The grant will fund the following: two major exhibitions at the Beaumier U.P. Heritage Center and the Marquette Regional History Center; promotional materials for the commemoration; and specific events such as a dance featuring WWI music at the Peter White Public Library and bus tours of cemeteries around Marquette County.
In December, the Beaumier Center will roll out a new website with information about all of the events and exhibitions featured as part of the commemoration. It can be found at worldwarIremembered.nmu.edu.
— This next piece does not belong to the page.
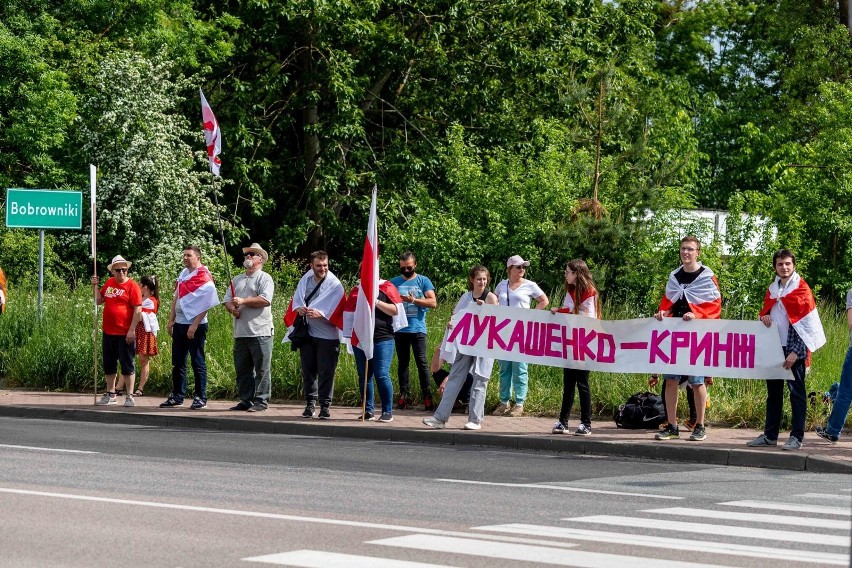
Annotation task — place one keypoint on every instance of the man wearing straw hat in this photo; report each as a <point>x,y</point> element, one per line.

The Beaumier Center's exhibit, “Soldier Stories: the U.P. in WWI,” will be on display Feb. 1-June 15. The center s working with historical societies and families in the Upper Peninsula to collect the stories of individual soldiers, including their personal histories and experiences in the conflict. One part of the exhibit will focus on the formation of the American Legion and the individual posts that were established in the Upper Peninsula. Most were named after a soldier from the community who was lost or gained distinction in the conflict.
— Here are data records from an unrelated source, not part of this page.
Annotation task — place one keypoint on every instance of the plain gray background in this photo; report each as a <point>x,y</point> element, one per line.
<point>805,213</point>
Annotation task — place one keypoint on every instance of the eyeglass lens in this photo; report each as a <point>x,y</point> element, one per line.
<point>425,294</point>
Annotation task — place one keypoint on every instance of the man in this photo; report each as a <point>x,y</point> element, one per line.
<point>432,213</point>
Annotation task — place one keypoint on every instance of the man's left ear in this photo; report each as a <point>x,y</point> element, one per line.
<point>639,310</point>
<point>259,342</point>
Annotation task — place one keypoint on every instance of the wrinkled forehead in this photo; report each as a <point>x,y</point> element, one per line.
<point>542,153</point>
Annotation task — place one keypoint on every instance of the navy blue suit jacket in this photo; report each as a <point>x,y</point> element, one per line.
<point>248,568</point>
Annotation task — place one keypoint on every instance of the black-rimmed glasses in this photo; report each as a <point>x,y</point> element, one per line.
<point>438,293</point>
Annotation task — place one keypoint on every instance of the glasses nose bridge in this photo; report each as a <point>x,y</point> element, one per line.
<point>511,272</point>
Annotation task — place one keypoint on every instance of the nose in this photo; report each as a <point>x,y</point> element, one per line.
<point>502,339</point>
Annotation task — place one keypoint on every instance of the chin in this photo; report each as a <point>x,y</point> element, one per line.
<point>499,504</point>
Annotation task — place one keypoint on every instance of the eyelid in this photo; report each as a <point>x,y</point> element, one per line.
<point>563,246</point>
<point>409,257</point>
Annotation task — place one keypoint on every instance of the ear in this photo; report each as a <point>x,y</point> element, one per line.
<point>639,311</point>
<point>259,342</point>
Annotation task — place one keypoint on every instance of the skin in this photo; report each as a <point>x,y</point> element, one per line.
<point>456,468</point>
The exhibit will also feature U.P. soldiers who served in the Northern Russia Expeditionary Force during the conflict. This little known and poorly understood part of WWI impacted several dozen soldiers from the U.P. In 1918, as a response to a cease fire between Germany and Russia, there was an alliance of British, French, Canadian and U.S. troops who were sent to Northern Russia and Siberia to fight against the newly formed Bolshevik government troops. Nearly 100 men from the U.P. served in the “Polar Bears,” the nickname for these units. Some were highly decorated and some gave the ultimate sacrifice.
The exhibit, World War I Remembered: How Marquette County Served, will run from Jan. 16-June 10 at the Marquette Regional History Center (MRHC). The exhibit will examine why the Great War was the most significant event of the 20th century and how it continues to shape our world a century later. Visitors will learn of the events leading up to the war, the legacy left in its wake and the impact of the 32nd Division, whom the French named Les Terribles. They will read first-hand accounts of soldiers and sailors from Marquette County and discover the role of the local Red Cross and life on the homefront during the war.
Military historian John Moshetti will present “The Great War” at 6:30 p.m. Wednesday, Feb. 22, at the MRHC. The outcomes of The Great War set the stage for the rise of the communist and fascist dictators, World War II, The Cold War and the current chaos in the Middle East and Balkans. It also had a major impact on the members of this community as it was the first time large numbers of young men would leave this area to take part in a war.